Vulnerability in https://demo.mailpile.is/C/auth/login/

Question

Vulnerability in https://demo.mailpile.is/C/auth/login/

DEV696 opened this issue 3 years ago · 3 comments

I have identified a session fixation vulnerability, below is the steps to reproduce:

Step 1: Browse the application https://demo.mailpile.is/C/auth/login/ in any browser and intercept the request over proxy.
Step 2: Now observe the cookie "Cookie: 8MQqWfxkHjuN=YP9UgMJ7cCpfkxdL3fZkoEKBIIUFPjMq"
Step 3: Now login into the application and again intercept the request of an authenticated page.
Step 4: Now again observe the cookie "Cookie: 8MQqWfxkHjuN=YP9UgMJ7cCpfkxdL3fZkoEKBIIUFPjMq"
Step 5: The session cookie is same prior and post authentication which makes the application vulnerable to session fixation.

Reference Link:
https://owasp.org/www-community/attacks/Session_fixation

Mitigation/Patch
If you assign a new session when someone logs in, this flaw should be fixed.
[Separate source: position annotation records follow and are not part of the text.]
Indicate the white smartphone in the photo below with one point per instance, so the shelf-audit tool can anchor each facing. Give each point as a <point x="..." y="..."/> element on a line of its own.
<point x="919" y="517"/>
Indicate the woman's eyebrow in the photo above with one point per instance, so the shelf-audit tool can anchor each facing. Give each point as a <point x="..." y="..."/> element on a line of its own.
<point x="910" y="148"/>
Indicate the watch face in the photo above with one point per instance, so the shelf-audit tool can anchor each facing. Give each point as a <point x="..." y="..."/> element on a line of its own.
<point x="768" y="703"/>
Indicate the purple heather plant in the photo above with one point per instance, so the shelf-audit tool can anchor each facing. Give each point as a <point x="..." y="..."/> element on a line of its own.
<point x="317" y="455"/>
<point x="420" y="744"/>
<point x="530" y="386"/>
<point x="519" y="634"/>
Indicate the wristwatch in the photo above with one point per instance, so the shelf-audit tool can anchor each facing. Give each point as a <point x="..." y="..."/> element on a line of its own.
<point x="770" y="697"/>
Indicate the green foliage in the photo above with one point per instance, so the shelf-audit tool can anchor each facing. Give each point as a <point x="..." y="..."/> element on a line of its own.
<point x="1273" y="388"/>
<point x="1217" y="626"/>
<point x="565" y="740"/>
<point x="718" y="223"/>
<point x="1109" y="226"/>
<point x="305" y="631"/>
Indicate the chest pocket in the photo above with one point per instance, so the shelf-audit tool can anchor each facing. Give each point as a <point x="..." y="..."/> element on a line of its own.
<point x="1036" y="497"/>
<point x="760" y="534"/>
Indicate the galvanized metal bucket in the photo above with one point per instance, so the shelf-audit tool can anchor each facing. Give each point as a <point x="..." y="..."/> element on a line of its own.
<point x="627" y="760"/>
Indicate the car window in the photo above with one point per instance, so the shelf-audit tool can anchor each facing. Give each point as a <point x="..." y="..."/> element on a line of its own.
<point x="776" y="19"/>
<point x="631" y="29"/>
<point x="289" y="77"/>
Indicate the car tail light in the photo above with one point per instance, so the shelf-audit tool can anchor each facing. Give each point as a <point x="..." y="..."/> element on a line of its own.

Answer 1 · 2021-10-19T07:37:05.000Z

Hi Mailpile team,

Can you please share an update on this ?

Answer 2 · 2021-12-03T17:31:34.000Z

Can someone please share any progress on this ?

Answer 3 · 2022-01-27T12:09:09.000Z

Thank you for reporting this. However, I do not believe this is a real vulnerability.

If you are in a position to intercept the cookie or inject the Javascript necessary to exploit this, you may as well just steal the user's passphrase.

Please feel free to correct me if you actually have a working exploit. Thanks!